A very detailed post with personal experience to spice it up. Thanks for sharing.

Thanks for the kind compliments and it is a pleasure to share such things.

My elementary science teacher, who of course is a genius, made us know there is no actual speed of sound.

Well, there is a speed of sound, as this is a well-defined quantity. But as you said, this quantity is not a constant.

Nice post by the way :)

You are absolutely right on point.

There is nothing more fascinating ,than being here , i am already recalling forgotten , science theories and technology. Looking forward to grabbing my mathematical theories . Thanks for sharing

Thank you too for reading.

Yes, sound travels fast and revibrate/resounance in an enclosed room which is empty. One tends to over heard himself/herself when speaking in an empty room. The atmospheric pressure during the cold weather is must time humid and thin making a fast travel of sound possible. Your voice sound travels so fast at the dread of the night due to less activities around and a relatively calm and cold environment.

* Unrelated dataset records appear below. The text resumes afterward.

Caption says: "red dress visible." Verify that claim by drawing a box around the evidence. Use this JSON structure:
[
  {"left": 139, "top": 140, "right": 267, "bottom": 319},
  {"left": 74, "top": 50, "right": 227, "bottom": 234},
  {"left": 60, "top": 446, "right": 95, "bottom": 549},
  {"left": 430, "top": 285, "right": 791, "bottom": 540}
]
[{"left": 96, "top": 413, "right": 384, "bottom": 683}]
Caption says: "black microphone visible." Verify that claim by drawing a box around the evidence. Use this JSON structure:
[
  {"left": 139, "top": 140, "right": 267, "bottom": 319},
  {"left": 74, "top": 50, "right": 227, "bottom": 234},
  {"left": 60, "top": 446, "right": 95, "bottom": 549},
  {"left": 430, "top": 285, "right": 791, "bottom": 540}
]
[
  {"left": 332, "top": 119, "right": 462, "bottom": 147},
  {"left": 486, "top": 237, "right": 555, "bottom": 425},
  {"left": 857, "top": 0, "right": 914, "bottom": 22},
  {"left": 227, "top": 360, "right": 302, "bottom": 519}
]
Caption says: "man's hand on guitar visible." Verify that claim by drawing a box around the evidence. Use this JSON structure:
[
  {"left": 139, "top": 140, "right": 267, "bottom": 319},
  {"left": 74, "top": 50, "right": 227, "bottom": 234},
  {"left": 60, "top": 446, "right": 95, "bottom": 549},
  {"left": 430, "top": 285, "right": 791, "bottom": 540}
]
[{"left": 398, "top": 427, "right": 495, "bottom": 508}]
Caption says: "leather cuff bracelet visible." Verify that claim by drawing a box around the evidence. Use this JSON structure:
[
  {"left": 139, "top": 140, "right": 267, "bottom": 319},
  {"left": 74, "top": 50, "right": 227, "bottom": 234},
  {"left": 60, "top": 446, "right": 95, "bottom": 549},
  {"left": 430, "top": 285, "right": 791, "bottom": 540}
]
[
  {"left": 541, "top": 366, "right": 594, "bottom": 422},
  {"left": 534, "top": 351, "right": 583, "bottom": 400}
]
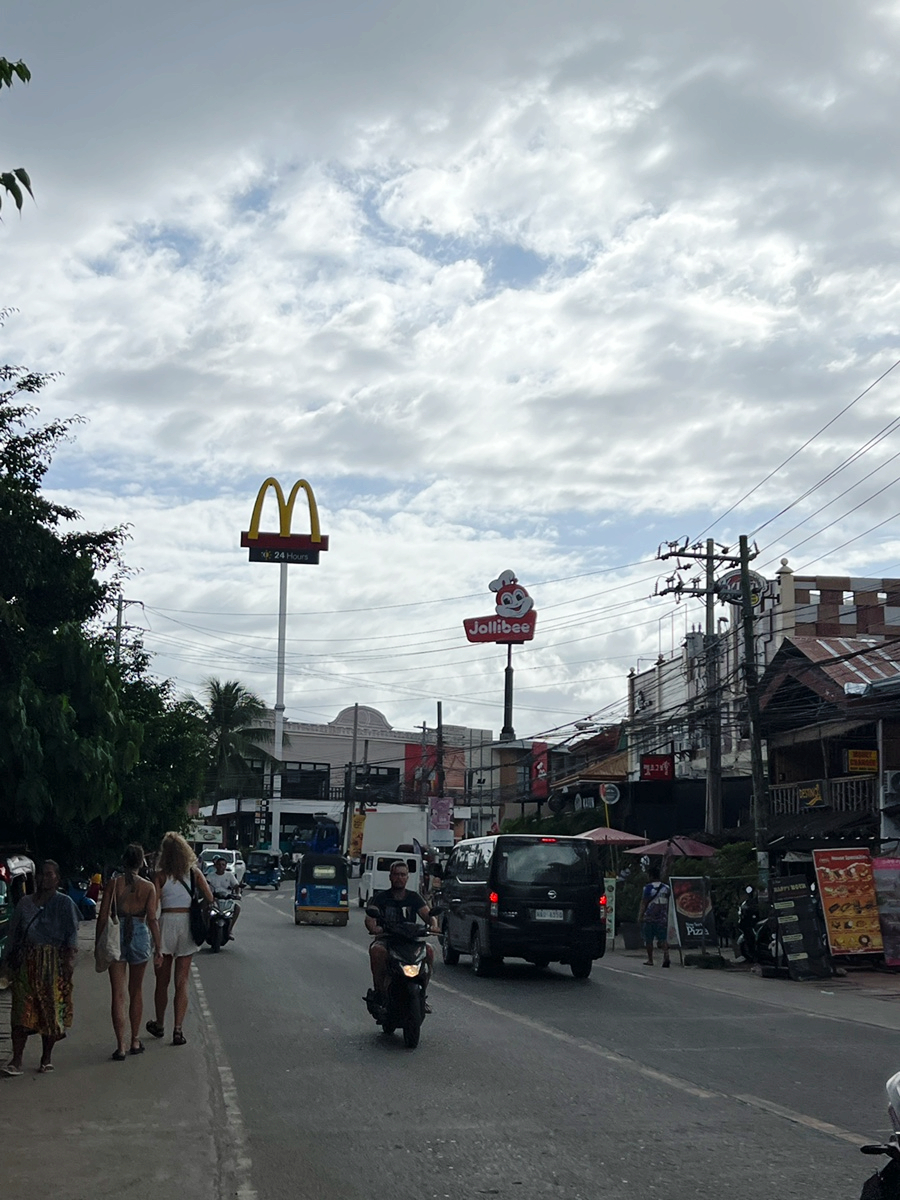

When the reflection of a light hit a certain medium it definitely refracted around the surface and causing the bend for the light travelling.

Thanks @greenrun. Another refreshing of memory to the then SS class physics.

Thanks for that insightful comment on sound waves, refraction and reflection. Steem on

Wow!! Interesting piece of write up there...
No wonder its usually quiet outside in the morning during harmattan(if u live in naija) periods..
Moreover, you'll hardly find persons outside in the mornings because of the cold, so there would be fewer cars, or things to absorb the sound

Thanks for dropping by and for your comments too.

Great explanation, but I'm not following why refraction of sound downwards rather than upwards makes it faster. I get that you'll be able to hear sound better in cold weather, but that doesn't explain the speed difference. Maybe I'm missing something.

The sound waves would otherwise be scattered if not for the refraction. So with the refracted sound waves, the sound waves are further amplified(more focused) hence could travel a further distance. Thanks a lot.

this is wonderful, i remember those days as a child , i got involved in the tins stuff but i never had a prove about how it works but this is a clear underrstanding of my child hood ages , good work man

Thanks a lot

When you mentioned the tin can telephone, I realized how much of childhood we've missed. For some of us, this was an unknown practical application of science. Unfortunately, the current generation do not have a first hand encounter of most of these childhood experiences.
Wonderful post, well done @greenrun

Quite impressive

It is always good to have a fantastic childhood with whatever is obtainable as a means of being happy or active. Thanks for your input

Forgive me my head is quite full today but I'd like to say you make a great teacher. Well done.

Take sometime and relax

Thank you.

Wow. Thanks for this wonderful write.
So educating.
Have you ever been asked, while making a phone call, if you are in a bathroom?
Yea have been asked this.it makes the voice so clear, and it re-echoes back to you.